In light of these findings, doctors prescribing Celebrex — the only drug of the cox-2 inhibitor class currently on North American markets — ought to follow up patients closely in the period after writing a first prescription, the lead author said Tuesday.
“The results emphasize first that we can't necessarily assume that the risk takes 18 months or more to appear and that there's a need for early monitoring of people who take these medications,” said Linda Levesque, a professor of community health and epidemiology at Queen's University in Kingston, Ont.
The findings could have implications in the myriad lawsuits drug giant Merck faces in relation to Vioxx, once one of biggest sellers in the world.
Merck pulled Vioxx from the market in September 2004 when a study — called the APPROVE trial — showed that people on Vioxx had twice the risk of having a heart attack than people taking a placebo. The trial was actually designed to see if Vioxx could be used to prevent colon cancer.
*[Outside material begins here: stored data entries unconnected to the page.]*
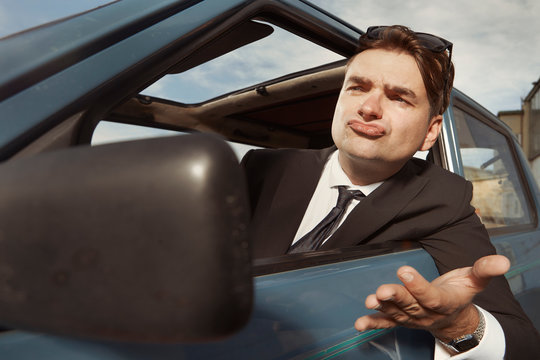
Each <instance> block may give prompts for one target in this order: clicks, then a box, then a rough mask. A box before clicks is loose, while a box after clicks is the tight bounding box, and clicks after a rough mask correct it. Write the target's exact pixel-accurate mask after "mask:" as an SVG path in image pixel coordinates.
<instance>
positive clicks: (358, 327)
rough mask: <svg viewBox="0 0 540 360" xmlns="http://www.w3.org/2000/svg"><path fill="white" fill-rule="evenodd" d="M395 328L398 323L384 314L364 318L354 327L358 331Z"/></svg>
mask: <svg viewBox="0 0 540 360" xmlns="http://www.w3.org/2000/svg"><path fill="white" fill-rule="evenodd" d="M395 326H397V324H396V322H395V321H393V320H392V319H391V318H388V317H387V316H386V315H384V314H382V313H376V314H372V315H366V316H362V317H360V318H358V319H356V321H355V323H354V327H355V329H356V330H358V331H366V330H372V329H388V328H392V327H395Z"/></svg>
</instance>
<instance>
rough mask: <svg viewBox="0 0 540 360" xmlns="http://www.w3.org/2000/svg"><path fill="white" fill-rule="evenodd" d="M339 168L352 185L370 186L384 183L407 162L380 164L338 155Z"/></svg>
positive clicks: (355, 158) (398, 162) (379, 163)
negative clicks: (367, 185) (348, 179)
mask: <svg viewBox="0 0 540 360" xmlns="http://www.w3.org/2000/svg"><path fill="white" fill-rule="evenodd" d="M338 160H339V164H340V165H341V168H342V169H343V171H344V172H345V174H346V175H347V177H348V178H349V180H351V182H352V183H353V184H354V185H370V184H373V183H377V182H381V181H385V180H386V179H388V178H389V177H391V176H392V175H394V174H396V173H397V172H398V171H399V170H400V169H401V168H402V167H403V165H405V163H406V162H407V161H406V160H405V161H402V162H395V163H381V162H380V161H377V160H368V159H360V158H355V157H350V156H347V155H345V154H343V153H341V152H340V153H339V154H338Z"/></svg>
It suggested the risk of heart problems only arose after 18 months. But Prof. Levesque's study, which was published online Tuesday by the Canadian Medical Association Journal, challenges that finding.
“We've been hearing for over a year and a half now that there is no risk in the first 18 months of use,” she said from Montreal.
“There are multiple lawsuits being argued in the States and there seems to be a line being drawn between those occurring earlier than 18 months as being non-viable and those occurring after.”
Prof. Levesque, who was a doctoral student at McGill when she and colleagues there did the research, mined the records of 125,000 Quebec residents aged 66 and older who were given prescriptions for cox-2 drugs between Jan. 1, 1999 and June 30, 20002. The median age of the people whose records they studied was 75 years.
Patients taking Vioxx for the first time were at a significantly elevated risk of having a heart attack between their sixth and 13th day on the drug. A smaller risk was seen in patients first taking Celebrex, but the finding for that drug wasn't statistically significant.
An expert on the controversy over the cox-2 drugs was unconvinced by the findings, drawn as they were from an observational study, which observes outcomes retrospectively.
Such studies, though useful, aren't considered to provide as robust evidence as randomized controlled trials, where people given a treatment are compared to those who get a placebo or another therapy.
“I think given the evidence we have, including this new study, I would tend to put more weight on the APPROVE placebo controlled randomized trial, which showed an 18-month delay ... as opposed to an observational study which does not take into account differences in underlying illness (of study participants),” said Dr. Mark Fendrick, an internal medicine specialist at the University of Michigan.
Prof. Levesque's findings contain some positive news for people who've taken cox-2 drugs. Based on her data, the heart attack risk the drugs pose appears to diminish rapidly once people stop taking them. By one month after cessation of the drug, the user's heart attack risk appears to return to normal, she said.